Pada perdagangan Senin pagi, rupiah tercatat melemah 33 poin atau sekitar 0,19 persen ke level Rp17.630 per dolar AS, dibandingkan penutupan sebelumnya di Rp17.597.
Bahkan dalam perdagangan awal, mata uang Indonesia sempat menyentuh rekor terendah baru di kisaran Rp17.668 per dolar AS, turun lebih dari 1 persen.
Pelemahan ini terjadi di tengah kombinasi tekanan eksternal dan domestik.
Kenaikan harga minyak global ke level tertinggi dalam dua pekan serta ketegangan geopolitik turut membebani pasar. Di dalam negeri, kekhawatiran terhadap rencana belanja pemerintah, transparansi pasar, dan independensi bank sentral juga memicu aksi jual.

‘Masyarakat desa tidak menggunakan dolar’
Pelemahan juga dipicu oleh indeks saham utama Jakarta yang anjlok lebih dari 4 persen setelah libur panjang, diperparah oleh keputusan MSCI yang mengeluarkan sejumlah emiten dari indeks Indonesia.
Meski demikian, Presiden Prabowo Subianto menegaskan kondisi ekonomi nasional tetap kuat. Dalam kunjungannya ke Jawa Timur, ia menyatakan pelemahan rupiah tidak berdampak langsung pada masyarakat desa.
“Berapapun nilai tukar rupiah terhadap dolar, masyarakat desa tidak menggunakan dolar,” ujarnya.

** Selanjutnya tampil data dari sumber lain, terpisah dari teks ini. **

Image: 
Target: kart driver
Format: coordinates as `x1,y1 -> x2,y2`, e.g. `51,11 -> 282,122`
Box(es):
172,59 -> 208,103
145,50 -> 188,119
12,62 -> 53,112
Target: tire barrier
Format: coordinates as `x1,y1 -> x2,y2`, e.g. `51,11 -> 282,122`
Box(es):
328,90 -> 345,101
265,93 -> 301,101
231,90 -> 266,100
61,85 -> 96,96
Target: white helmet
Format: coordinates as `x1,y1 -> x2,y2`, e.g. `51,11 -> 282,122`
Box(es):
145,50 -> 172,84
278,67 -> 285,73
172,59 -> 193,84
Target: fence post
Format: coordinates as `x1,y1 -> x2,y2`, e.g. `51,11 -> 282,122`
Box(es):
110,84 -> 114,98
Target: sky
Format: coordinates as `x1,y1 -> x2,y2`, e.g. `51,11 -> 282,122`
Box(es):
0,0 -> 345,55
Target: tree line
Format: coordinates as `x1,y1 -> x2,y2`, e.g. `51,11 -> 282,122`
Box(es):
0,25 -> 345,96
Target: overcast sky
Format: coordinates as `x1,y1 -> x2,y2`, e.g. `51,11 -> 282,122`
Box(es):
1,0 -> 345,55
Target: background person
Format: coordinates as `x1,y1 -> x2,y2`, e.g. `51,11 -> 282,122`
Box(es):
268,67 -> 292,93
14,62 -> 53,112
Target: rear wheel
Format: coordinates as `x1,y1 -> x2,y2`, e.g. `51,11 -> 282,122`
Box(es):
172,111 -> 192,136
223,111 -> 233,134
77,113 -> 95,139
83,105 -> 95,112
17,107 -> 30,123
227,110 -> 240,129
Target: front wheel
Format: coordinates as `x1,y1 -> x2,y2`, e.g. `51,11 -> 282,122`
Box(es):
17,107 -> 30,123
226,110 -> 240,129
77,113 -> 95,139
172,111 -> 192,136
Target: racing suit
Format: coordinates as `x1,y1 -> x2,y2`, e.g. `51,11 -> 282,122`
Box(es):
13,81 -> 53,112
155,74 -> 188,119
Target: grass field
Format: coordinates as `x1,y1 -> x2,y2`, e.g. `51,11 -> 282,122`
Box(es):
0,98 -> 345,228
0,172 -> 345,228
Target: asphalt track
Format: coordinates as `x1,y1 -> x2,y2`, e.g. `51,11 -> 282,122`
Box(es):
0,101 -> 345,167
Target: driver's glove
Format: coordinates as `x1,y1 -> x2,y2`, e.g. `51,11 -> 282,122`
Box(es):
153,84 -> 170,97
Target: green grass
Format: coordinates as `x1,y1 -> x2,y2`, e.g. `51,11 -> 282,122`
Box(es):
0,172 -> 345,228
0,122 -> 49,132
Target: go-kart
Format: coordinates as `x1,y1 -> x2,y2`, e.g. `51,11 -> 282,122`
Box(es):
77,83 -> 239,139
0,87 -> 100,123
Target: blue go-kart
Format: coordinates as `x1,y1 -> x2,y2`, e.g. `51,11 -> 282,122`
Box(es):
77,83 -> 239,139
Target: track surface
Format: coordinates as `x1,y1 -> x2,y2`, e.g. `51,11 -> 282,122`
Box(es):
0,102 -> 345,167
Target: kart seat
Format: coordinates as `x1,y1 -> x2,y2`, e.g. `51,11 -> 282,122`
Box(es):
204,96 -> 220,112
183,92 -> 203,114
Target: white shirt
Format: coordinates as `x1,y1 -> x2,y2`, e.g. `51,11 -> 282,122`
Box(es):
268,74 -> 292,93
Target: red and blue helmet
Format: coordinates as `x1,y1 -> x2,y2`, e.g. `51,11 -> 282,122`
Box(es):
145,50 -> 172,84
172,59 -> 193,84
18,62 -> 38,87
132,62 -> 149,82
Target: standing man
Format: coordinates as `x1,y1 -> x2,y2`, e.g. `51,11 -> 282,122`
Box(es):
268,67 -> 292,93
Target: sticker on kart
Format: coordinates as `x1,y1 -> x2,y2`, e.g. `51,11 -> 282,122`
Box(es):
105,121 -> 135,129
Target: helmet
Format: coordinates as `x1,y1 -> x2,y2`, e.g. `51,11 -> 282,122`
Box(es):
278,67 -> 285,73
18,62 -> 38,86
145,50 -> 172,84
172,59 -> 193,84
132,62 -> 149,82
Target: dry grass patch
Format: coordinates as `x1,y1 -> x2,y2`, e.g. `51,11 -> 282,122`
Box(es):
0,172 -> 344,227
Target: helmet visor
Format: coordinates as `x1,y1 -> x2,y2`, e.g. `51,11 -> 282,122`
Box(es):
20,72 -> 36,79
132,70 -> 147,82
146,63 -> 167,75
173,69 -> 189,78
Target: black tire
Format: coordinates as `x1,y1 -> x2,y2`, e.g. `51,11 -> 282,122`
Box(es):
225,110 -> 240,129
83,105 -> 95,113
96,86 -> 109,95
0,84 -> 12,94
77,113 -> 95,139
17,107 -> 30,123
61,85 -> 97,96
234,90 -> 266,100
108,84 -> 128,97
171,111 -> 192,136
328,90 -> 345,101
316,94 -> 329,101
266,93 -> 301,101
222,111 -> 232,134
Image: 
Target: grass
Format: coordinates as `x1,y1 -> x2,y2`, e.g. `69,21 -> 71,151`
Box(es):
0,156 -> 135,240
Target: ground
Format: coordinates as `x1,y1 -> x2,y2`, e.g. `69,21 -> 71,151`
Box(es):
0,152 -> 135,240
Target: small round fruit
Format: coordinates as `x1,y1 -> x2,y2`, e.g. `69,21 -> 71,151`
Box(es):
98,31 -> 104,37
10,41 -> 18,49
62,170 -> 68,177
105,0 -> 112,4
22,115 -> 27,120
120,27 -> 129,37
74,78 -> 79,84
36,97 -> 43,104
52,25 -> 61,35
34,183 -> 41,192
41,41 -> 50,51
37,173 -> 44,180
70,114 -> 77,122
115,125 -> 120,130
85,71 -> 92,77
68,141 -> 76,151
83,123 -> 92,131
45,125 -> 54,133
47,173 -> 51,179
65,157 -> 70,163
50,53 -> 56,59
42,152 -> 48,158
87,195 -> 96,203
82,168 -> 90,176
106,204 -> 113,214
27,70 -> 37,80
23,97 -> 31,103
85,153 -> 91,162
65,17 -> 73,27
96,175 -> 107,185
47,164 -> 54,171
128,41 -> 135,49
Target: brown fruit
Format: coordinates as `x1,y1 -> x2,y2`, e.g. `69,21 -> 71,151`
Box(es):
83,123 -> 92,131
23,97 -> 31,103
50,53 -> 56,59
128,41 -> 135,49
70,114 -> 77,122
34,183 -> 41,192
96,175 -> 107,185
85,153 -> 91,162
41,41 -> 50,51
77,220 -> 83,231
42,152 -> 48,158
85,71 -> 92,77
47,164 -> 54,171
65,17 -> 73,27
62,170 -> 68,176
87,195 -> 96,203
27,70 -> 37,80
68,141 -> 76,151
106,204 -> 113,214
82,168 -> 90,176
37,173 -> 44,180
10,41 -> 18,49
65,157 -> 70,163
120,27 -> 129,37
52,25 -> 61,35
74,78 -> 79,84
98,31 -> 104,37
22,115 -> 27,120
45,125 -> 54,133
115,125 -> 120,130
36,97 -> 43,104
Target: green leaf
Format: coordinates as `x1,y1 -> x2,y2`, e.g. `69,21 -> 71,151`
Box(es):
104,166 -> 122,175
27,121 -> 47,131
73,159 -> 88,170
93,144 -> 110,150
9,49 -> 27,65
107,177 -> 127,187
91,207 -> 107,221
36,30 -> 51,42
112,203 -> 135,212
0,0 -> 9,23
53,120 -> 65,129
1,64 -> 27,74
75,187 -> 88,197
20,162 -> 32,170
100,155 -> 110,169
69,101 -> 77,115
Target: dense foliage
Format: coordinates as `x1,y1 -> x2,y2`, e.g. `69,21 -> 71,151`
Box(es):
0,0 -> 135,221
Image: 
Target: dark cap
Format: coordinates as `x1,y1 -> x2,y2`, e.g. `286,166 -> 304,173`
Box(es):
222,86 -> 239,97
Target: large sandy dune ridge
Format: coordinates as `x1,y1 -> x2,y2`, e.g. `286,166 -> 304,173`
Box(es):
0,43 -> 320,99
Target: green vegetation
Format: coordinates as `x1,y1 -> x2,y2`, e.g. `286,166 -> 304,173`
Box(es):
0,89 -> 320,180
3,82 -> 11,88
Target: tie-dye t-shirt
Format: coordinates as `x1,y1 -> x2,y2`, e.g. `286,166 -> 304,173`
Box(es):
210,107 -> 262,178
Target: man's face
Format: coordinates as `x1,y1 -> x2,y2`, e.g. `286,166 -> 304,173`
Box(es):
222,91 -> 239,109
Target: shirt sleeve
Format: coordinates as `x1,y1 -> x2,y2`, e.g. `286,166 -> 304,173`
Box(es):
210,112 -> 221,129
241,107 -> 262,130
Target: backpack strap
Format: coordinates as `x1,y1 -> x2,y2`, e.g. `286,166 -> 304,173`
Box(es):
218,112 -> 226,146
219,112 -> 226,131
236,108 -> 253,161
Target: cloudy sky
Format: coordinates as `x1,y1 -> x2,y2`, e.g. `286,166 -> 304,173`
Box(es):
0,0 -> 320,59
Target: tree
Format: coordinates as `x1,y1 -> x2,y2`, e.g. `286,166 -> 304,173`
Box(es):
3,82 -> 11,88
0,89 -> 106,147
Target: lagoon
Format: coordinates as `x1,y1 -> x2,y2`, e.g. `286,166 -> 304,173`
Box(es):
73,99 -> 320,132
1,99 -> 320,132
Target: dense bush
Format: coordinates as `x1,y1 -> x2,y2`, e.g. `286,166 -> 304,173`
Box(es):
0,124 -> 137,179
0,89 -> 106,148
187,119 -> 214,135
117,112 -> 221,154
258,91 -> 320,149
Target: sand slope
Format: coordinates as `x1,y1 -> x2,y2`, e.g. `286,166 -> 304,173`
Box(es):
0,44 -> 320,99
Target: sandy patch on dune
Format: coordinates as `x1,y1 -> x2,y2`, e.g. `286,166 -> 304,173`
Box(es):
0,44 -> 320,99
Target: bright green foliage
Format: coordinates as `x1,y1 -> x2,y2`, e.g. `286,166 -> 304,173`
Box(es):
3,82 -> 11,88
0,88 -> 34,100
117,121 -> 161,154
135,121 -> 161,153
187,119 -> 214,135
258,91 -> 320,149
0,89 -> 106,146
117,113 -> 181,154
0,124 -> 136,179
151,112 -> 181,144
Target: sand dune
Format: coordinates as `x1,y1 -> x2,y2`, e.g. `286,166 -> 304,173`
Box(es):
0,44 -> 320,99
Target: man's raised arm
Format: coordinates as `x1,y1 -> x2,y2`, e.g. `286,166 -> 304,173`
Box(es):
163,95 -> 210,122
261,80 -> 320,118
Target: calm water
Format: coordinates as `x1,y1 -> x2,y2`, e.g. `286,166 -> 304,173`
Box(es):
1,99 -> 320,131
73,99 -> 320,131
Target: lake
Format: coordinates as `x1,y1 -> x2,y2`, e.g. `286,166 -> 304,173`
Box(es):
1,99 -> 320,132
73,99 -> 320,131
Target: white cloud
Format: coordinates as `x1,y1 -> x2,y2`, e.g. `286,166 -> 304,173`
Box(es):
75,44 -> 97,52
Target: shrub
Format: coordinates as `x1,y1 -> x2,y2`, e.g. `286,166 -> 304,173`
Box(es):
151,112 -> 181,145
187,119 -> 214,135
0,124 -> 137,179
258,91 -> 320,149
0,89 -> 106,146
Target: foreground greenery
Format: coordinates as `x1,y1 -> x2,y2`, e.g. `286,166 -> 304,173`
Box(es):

Ia juga menambahkan, “Percayalah ekonomi kita kuat, fundamental kita kuat.”
Pemerintah berupaya meredam dampak tekanan global dengan meningkatkan anggaran subsidi bahan bakar, sementara bank sentral terus melakukan intervensi di pasar valuta asing.
Otoritas moneter Indonesia yakni Bank Indonesia dijadwalkan menggelar rapat kebijakan bulanan pada Rabu, 20 Mei 2026 untuk merespons perkembangan tersebut.